Giacomo Vender nacque a Lovere (Bergamo) il 9 aprile 1909. Sacerdote dal carattere forte e dalla mente aperta, fu mandato come curato nella parrocchia di San Faustino a Brescia. Nel maggio del 1940 si arruolò come cappellano militare nel 73º Reggimento Fanteria. Seguì il reggimento prima a Trieste e successivamente in Jugoslavia, Piemonte e Francia; dopo l’8 settembre rientrò a Brescia e si impegnò ad aiutare i militari sbandati, gli ebrei e i perseguitati politici, ma soprattutto assunse l’assistenza religiosa dei nuclei partigiani del monte Guglielmo.
Da cappellano entrò a far parte del CLN coordinando le bande e assicurando i rifornimenti. Collaborò fin dalla sua nascita al giornale «Il Ribelle» di Teresio Olivelli. Nella primavera del 1944 partecipò con Padre Luigi Rinaldini e don Giuseppe Almici a definire il «Manifesto della resistenza cattolica», nato dall’esigenza concreta e molto sentita dei partigiani cattolici: quella di avere un’assistenza religiosa. Il documento, pensato per sottoporre al vescovo la necessità di nominare informalmente dei cappellani partigiani, si tradusse presto in una riflessione più generale sulla legittimità – e anzi sul dovere – per i cattolici di partecipare con le armi alla lotta antifascista, per difendere i diritti fondamentali dell’uomo: libertà, dignità, giustizia, democrazia mantenendo la lotta, quanto più possibile, sul piano dell’ordine, della disciplina, della moralità e dell’umanità. Nello scritto si ritrovano, espresse in modo coerente e logico, le ragioni “cristiane” che indussero molti cattolici, in maniera forse più istintiva e meno ragionata, ma non meno sentita interiormente a prendere la strada della montagna fin dal settembre 1943, aderendo principalmente alle FF.VV.
Il 6 gennaio 1944 don Vender venne arrestato dalle SS insieme ad Andrea Trebeschi e a Mario Bendiscioli.

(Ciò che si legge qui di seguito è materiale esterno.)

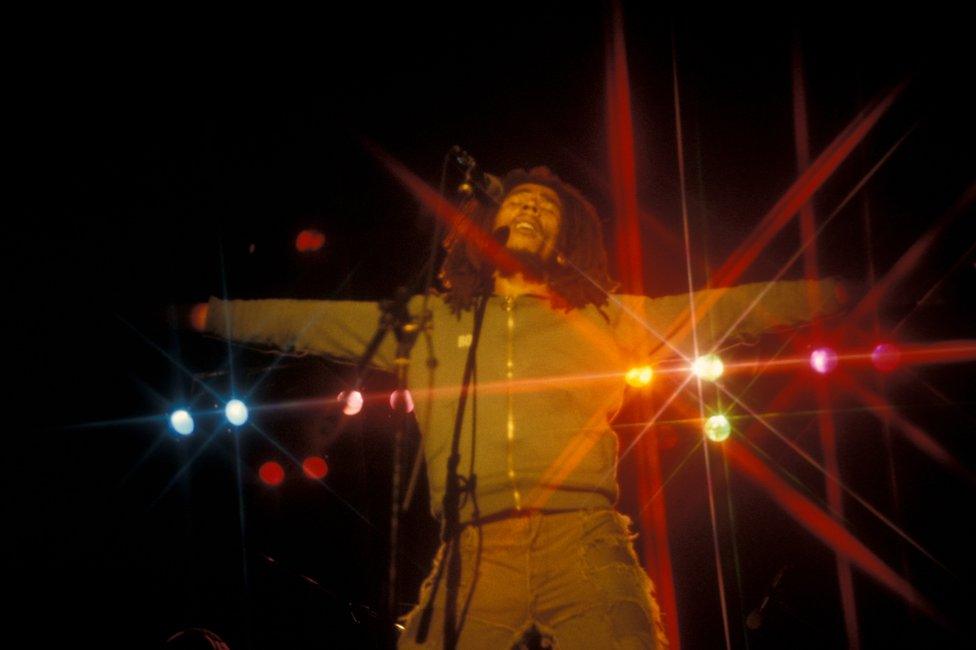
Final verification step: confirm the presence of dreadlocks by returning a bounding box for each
[440,167,616,313]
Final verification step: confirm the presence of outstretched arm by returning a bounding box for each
[615,279,846,356]
[204,298,396,370]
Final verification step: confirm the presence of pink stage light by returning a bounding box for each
[339,390,363,415]
[871,343,901,372]
[258,460,285,487]
[810,348,837,375]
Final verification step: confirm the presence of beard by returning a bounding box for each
[497,248,557,282]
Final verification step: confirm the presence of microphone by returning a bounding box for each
[450,145,504,203]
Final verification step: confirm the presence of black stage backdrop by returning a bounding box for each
[2,2,976,649]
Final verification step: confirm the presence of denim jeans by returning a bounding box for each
[399,510,667,650]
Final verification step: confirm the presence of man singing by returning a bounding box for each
[207,167,839,650]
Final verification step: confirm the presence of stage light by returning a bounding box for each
[190,302,210,332]
[258,460,285,485]
[624,366,654,388]
[295,228,325,253]
[810,348,837,375]
[871,343,901,372]
[705,415,732,442]
[691,354,725,381]
[169,409,193,436]
[224,399,247,427]
[302,456,329,480]
[390,390,413,413]
[339,390,363,415]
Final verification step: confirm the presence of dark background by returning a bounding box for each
[9,2,976,648]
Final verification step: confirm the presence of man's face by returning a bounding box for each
[492,183,563,262]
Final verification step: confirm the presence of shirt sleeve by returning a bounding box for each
[205,298,396,370]
[614,279,845,358]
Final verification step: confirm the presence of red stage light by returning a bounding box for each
[302,456,329,480]
[624,366,654,388]
[810,348,837,375]
[339,390,363,415]
[871,343,901,372]
[258,460,285,486]
[295,228,325,253]
[190,302,210,332]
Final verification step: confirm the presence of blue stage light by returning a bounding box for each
[224,399,247,427]
[169,409,193,436]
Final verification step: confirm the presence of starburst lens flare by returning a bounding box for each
[705,415,732,442]
[339,390,363,415]
[390,390,413,413]
[624,366,654,388]
[871,343,901,372]
[810,348,837,375]
[295,228,325,253]
[169,409,193,436]
[691,354,725,381]
[224,399,247,427]
[258,460,285,486]
[302,456,329,481]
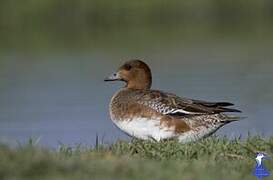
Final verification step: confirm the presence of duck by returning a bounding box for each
[104,59,241,143]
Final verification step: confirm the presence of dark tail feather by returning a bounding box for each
[215,102,234,107]
[221,108,242,113]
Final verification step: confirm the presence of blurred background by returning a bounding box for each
[0,0,273,147]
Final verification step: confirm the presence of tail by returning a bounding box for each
[221,115,247,123]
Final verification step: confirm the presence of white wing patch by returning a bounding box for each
[167,109,204,114]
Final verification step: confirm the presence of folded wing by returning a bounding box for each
[135,90,241,116]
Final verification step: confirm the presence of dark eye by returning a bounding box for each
[124,64,132,71]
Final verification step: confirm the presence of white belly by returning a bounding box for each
[114,118,176,141]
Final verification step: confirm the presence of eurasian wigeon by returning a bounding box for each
[105,60,241,143]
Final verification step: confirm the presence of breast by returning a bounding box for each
[114,117,176,141]
[110,90,175,141]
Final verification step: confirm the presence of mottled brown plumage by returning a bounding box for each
[106,60,240,142]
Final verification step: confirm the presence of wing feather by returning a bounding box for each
[136,90,241,116]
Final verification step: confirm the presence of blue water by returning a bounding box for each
[0,45,273,147]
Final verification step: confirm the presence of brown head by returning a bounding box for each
[105,60,152,89]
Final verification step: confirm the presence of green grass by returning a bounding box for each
[0,136,273,180]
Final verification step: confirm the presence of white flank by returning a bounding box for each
[178,125,221,143]
[171,109,203,114]
[114,118,175,141]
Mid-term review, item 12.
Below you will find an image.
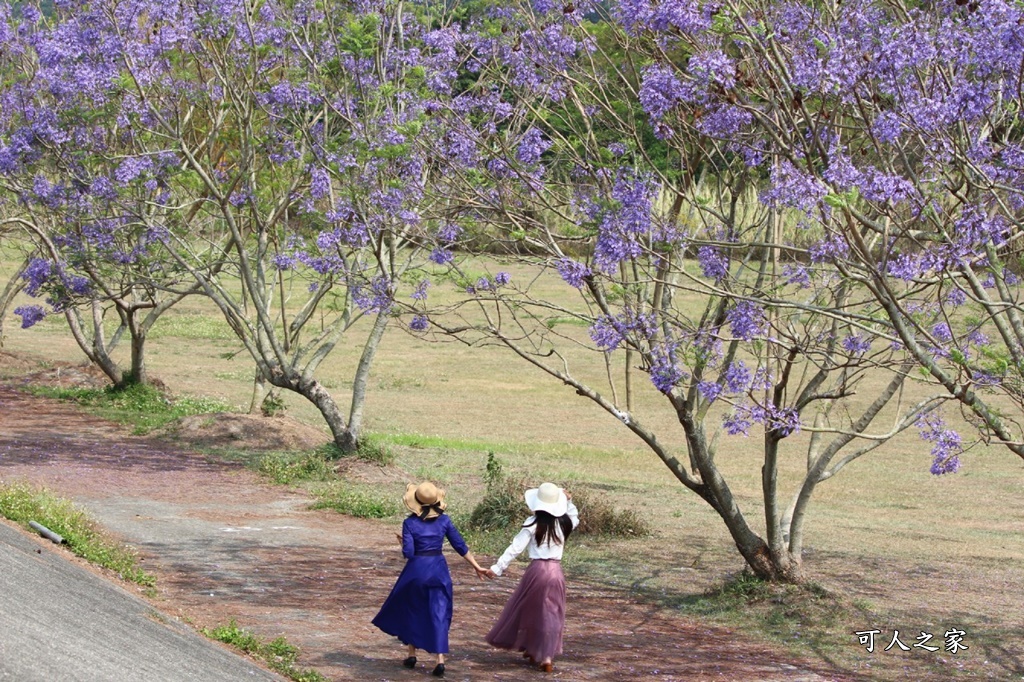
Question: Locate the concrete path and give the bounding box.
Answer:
[0,522,283,682]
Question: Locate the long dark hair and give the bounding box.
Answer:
[526,511,572,545]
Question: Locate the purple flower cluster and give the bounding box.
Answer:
[352,275,394,312]
[918,413,964,476]
[650,343,686,394]
[843,334,871,355]
[591,169,658,272]
[722,402,800,436]
[697,246,729,282]
[726,301,768,341]
[14,305,46,329]
[590,309,656,351]
[515,127,551,166]
[555,258,593,289]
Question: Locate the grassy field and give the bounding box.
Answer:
[0,250,1024,680]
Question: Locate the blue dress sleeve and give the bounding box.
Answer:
[401,516,416,559]
[444,515,469,556]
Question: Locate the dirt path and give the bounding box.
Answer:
[0,386,856,682]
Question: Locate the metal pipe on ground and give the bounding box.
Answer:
[29,521,63,545]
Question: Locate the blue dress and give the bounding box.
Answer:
[373,514,469,653]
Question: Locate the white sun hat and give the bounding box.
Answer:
[525,483,569,516]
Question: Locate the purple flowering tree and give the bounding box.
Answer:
[0,5,205,386]
[0,0,471,450]
[417,0,1007,581]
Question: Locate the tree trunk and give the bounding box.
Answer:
[736,538,804,583]
[0,260,30,348]
[65,301,124,386]
[249,368,266,415]
[263,368,354,453]
[127,329,150,384]
[339,312,390,453]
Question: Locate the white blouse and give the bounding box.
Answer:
[490,500,580,576]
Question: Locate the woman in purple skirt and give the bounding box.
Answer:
[373,481,487,677]
[487,483,580,673]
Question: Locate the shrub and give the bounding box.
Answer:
[33,384,227,435]
[355,435,394,467]
[312,481,401,518]
[469,453,529,530]
[571,487,650,538]
[469,453,650,538]
[256,450,334,485]
[203,619,327,682]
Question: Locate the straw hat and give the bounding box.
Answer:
[525,483,569,516]
[401,480,447,518]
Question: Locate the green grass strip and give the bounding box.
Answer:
[202,619,328,682]
[0,483,157,587]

Passò attraverso diverse carceri, ma fu liberato il 1° febbraio 1944; una volta fuori organizzò le Massimille, un gruppo di donne con il compito di assistere i detenuti partigiani.
Arrestato nuovamente il 19 ottobre 1944 e deferito al Tribunale speciale con l’accusa di associazione antinazionale e disfattismo politico, venne condannato a 24 anni di carcere, ridotti a 20 per i suoi trascorsi militari; la condanna gli fu inflitta il 21 aprile 1945, 4 giorni prima della liberazione. Dopo la guerra sarà impegnato nel servizio agli ultimi – in particolare agli ex partigiani e agli “sfrattati” del quartiere Oltremella. Muorì a Ceratello di Costa Volpino il 28 giugno 1974.
È stato insignito della medaglia di bronzo al valor militare alla memoria.